Rep. Price said he crafted the amendment to address criticisms leveled against alternative-pay language in a draft bill to reauthorize the No Child Left Behind Act, released earlier this year by the House education committee. Teachers’ unions vehemently oppose the provision in the draft bill because of language linking increased pay to student test scores and because they say it would infringe on collective bargaining rights.

Rep. Price said his amendment would require any performance-based pay program to be developed with “buy-in” from teachers, and that districts would not be required to take test scores into account in determining pay increases.

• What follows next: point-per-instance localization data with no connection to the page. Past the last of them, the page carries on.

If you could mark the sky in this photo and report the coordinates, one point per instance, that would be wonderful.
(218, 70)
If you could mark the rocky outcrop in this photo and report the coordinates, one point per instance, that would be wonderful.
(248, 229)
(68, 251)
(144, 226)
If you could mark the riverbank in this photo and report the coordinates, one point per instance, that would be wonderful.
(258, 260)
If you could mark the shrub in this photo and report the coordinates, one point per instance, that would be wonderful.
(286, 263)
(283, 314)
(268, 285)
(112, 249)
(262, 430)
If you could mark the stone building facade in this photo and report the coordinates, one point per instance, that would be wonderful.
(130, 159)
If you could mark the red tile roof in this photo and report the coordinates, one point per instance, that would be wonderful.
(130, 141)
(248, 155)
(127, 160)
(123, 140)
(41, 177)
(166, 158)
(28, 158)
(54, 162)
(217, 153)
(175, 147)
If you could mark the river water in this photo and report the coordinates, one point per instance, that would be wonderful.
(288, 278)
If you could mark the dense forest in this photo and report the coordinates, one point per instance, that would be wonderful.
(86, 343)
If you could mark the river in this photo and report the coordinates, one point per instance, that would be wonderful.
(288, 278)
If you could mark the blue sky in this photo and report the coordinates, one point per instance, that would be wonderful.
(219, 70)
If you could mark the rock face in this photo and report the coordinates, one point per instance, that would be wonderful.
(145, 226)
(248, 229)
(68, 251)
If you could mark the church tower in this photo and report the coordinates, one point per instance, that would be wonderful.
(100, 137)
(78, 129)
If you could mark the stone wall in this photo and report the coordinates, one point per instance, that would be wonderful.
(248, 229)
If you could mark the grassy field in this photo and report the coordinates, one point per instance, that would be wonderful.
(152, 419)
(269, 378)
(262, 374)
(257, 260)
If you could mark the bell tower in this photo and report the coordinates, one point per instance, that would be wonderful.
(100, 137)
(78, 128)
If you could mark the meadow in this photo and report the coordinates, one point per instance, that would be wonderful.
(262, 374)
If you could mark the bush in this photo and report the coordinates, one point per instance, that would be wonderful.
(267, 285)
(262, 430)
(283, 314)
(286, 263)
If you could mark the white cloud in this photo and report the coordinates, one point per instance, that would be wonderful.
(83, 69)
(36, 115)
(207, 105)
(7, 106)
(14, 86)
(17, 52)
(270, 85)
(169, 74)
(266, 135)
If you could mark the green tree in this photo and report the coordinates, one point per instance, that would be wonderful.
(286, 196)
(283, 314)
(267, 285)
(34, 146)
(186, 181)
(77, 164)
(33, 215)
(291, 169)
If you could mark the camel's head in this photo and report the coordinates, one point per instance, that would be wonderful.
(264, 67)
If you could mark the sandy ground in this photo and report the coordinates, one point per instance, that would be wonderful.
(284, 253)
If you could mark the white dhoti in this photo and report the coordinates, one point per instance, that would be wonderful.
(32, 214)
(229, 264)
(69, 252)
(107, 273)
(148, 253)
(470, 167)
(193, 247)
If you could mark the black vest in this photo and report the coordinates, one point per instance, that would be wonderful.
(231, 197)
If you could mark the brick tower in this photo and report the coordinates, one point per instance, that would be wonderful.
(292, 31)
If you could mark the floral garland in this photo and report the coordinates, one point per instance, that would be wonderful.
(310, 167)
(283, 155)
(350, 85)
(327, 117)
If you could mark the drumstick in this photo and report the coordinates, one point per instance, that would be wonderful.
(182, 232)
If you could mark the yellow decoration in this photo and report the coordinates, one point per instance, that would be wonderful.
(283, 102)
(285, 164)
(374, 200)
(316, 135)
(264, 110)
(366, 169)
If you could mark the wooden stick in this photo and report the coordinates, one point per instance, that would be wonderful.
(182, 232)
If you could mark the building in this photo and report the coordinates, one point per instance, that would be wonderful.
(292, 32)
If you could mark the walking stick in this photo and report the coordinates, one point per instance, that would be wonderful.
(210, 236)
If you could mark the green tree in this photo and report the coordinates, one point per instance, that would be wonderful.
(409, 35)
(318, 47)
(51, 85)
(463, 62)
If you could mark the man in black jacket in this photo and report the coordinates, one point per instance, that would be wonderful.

The provision “is not prescriptive, it is flexible in its application,” Rep. Price said. But Rep. Miller said he would oppose the amendment, although he added that the committee would revisit performance-based pay, most likely in the reauthorization of the NCLB law.

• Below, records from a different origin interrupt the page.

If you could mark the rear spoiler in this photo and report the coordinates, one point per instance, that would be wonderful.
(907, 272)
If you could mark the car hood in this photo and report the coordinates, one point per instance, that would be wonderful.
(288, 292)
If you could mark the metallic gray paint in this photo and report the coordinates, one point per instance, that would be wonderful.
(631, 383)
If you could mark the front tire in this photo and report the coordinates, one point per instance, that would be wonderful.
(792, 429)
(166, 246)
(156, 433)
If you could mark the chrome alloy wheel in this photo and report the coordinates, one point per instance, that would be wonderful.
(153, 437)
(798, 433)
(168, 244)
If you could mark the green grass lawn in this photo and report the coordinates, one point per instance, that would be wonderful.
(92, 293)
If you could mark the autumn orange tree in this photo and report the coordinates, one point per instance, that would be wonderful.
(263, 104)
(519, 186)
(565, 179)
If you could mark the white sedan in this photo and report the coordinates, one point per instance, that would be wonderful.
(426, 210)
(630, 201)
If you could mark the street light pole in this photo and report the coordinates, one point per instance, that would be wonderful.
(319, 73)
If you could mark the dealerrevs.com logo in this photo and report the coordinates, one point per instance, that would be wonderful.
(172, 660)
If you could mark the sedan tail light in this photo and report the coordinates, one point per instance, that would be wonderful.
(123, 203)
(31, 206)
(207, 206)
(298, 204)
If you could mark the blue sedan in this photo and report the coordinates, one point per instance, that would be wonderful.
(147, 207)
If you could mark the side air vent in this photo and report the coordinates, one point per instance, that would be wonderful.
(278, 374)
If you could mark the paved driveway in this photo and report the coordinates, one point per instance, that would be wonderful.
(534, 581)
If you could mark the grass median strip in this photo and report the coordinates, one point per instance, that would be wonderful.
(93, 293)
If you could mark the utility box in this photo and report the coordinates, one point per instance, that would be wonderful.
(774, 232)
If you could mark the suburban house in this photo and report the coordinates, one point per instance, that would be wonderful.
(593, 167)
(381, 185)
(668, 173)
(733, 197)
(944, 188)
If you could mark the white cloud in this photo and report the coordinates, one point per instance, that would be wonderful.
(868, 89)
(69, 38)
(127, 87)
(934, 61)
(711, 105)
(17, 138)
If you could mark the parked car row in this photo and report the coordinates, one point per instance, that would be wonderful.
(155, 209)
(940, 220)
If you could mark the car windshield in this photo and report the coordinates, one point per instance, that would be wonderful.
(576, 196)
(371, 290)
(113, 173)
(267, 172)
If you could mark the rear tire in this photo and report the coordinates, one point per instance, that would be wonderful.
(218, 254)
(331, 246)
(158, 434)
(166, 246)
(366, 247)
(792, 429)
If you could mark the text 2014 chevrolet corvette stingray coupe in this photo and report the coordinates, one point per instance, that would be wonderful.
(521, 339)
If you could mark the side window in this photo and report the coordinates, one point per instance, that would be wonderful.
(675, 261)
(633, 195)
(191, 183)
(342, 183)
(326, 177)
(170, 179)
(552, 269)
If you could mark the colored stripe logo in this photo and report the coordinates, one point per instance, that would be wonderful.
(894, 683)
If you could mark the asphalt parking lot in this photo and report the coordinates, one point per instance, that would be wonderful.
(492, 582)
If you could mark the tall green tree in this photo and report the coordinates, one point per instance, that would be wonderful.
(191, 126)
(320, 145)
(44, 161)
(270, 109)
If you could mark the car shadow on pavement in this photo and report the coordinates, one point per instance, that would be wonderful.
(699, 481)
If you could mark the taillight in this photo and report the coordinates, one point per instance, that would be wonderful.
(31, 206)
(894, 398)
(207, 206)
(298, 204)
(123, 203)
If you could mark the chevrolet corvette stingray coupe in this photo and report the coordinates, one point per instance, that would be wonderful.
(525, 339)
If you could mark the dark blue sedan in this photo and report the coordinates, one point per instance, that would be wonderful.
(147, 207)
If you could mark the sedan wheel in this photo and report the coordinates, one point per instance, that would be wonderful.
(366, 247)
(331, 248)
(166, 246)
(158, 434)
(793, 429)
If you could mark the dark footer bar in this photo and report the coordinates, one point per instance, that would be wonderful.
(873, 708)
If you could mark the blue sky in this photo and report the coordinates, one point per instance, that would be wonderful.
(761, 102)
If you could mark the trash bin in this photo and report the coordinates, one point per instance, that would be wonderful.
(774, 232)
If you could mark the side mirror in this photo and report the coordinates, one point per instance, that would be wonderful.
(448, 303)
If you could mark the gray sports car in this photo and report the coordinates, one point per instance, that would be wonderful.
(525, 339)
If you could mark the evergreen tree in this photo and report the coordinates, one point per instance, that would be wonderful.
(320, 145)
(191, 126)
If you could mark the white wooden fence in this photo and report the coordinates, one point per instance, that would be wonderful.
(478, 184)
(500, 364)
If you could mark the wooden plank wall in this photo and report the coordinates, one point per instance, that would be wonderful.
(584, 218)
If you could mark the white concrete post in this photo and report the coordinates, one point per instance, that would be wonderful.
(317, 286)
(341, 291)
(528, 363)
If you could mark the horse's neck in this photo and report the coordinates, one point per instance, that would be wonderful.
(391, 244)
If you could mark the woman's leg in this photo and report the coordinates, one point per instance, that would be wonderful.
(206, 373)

“I’m no stranger to this controversy,” Rep. Miller said. “I’ve been an outspoken proponent of performance-based pay.” But he added, “When you have existing collective-bargaining agreements, it’s very clear that they have to be respected. Before we’re going to advance language from this committee, we’re going to figure out how that can be done.”

The amendment was defeated on a largely party-line vote, 26-16.

Adjunct-Teacher Idea Fizzles

Rep. Cathy McMorris Rodgers, R-Wash., introduced an amendment that would create an Adjunct Teacher Corps, which would allow professionals from outside education to lead classes in mathematics, science, and other subjects in which there is a shortage of qualified teachers.

Schools receiving grants under the amendment would have to provide preservice training and mentoring from certified teachers. President Bush proposed similar programs in his fiscal year 2007 and 2008 budget requests, but Congress has not provided funding for them.

“People like Bill Gates could teach computer science,” Rep. McMorris Rodgers said. “We have experts who want to help meet our qualified teacher shortage.”

Rep. Rush Holt, D-N.J., said he thought the Adjunct Teacher Corps amendment was “on the wrong track. It’s based on the assumption that Bill Gates would be a good teacher … [This would] essentially shortcut all of the steps in [training] a teacher who knows the pedagogy as well as the subject matter.” That amendment was defeated on a largely party-line roll call vote, 25-19. The education committee also approved an amendment that would permit applicants who were denied grants under the TRIO program, which help prepare students for college, to appeal such decisions before an administrative law judge. The measure was approved on a largely party-line vote, 29-15.

The committee unanimously accepted an amendment offered by Rep. Rob Bishop, R-Utah, that would prohibit a national curriculum for teacher education.